I thought most IT folks learned their lesson with the need for "dynamic" pages a year or two ago, but I guess not. Many previously dynamic pages are not dynamic on the back end with content management systems doing the same work they always have done, but building static pages. If the content on the pages is not changing often (this is a subjective term and can roughly defined as content changing ever few hours with heavy site loads are usually candidates for static pages) or are not serving parsable datapoints (tables of data that can have subsets of data selected for viewing). Much of the "dynamic page" hype was generated by marketing folks to non-technical types who made decisions on cool or manly mindsets. Many folks started actually thinking about the need for dynamic pages a couple years ago. Those that decided they did not need dynamic pages for all or even most of their site began to realize they could save on the heavier hardware needed to churn out everypage. These static output folks also found they could withstand much higher hit rates with ease. I have been in meetings with folks that were asking about stress testing site that were static running on boxes that were formerly running dynamic sites. Those of us that understood the processor savings knew this was a foreign concept and they did not understand the server would be able to handle twice to eight times the load previously handled.



November 23, 2002

Get your RSS feed

Yes, I finally got up to speed with the rest of the world and added an RSS feed and have added a new page that will track available vanderwal.net XML documents and RSS feeds. I may make a couple category specific RSS feeds as there is interest. Use the (now working again) comments or the contact to let me know what you would like.

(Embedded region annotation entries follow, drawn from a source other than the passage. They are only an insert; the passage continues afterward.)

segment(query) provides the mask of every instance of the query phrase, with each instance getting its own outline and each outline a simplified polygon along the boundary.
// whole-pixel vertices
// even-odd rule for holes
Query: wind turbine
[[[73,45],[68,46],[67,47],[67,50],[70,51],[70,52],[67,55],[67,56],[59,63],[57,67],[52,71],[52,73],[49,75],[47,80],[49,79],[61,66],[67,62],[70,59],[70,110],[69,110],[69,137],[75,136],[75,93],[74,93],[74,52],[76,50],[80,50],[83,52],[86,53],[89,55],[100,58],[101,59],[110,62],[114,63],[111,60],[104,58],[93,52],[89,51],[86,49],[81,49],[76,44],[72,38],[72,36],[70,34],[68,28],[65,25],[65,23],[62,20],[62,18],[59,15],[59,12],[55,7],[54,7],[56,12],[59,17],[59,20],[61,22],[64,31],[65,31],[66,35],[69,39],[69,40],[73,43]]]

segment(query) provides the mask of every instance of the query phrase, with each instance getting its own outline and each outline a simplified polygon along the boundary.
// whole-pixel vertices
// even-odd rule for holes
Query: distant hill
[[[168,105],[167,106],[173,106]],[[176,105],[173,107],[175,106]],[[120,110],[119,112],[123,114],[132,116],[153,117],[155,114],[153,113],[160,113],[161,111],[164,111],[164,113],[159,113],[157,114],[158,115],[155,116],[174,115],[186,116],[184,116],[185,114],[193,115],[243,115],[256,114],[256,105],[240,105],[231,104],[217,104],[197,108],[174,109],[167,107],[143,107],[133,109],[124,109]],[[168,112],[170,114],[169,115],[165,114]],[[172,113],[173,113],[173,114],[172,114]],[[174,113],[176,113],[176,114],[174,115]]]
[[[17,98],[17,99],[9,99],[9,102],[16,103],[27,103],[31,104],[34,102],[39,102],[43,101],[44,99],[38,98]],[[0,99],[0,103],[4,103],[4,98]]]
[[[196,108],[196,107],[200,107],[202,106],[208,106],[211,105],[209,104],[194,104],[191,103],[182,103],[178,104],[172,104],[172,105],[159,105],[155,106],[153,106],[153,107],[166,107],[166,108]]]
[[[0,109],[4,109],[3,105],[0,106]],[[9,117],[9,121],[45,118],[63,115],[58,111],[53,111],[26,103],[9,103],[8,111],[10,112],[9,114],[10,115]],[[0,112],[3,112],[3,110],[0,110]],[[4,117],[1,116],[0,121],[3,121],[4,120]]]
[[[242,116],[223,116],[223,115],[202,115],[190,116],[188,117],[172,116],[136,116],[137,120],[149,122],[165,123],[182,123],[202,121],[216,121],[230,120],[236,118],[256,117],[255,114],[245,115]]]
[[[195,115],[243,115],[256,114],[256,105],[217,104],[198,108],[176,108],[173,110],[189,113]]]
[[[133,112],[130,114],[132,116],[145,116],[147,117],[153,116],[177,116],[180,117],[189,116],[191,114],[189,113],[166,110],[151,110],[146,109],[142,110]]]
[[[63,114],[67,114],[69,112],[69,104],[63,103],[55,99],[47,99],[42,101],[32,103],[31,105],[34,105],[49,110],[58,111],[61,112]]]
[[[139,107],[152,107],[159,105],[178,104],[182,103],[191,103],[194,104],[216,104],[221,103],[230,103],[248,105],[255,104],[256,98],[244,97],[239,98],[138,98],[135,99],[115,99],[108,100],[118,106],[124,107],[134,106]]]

I have only put out the first RSS feed in 0.91 at the moment. I may upgrade it in the near future as I now have it relatively easy to build from my end. I have been getting a decent amount of pestering and bother from folks asking for the feed. You see I still build my own CMS for the site and it takes time and priority to get around to some of these things.

Why not move to Movable Type or Drupal (the only two I would currently consider)? I enjoy building my own system, but it does require that I build my own APIs or even my own applications to mirror functionality. I like building CMS and this one is one of six that I have designed and/or fully built since 1997. It is like a hobby for me as well as a job.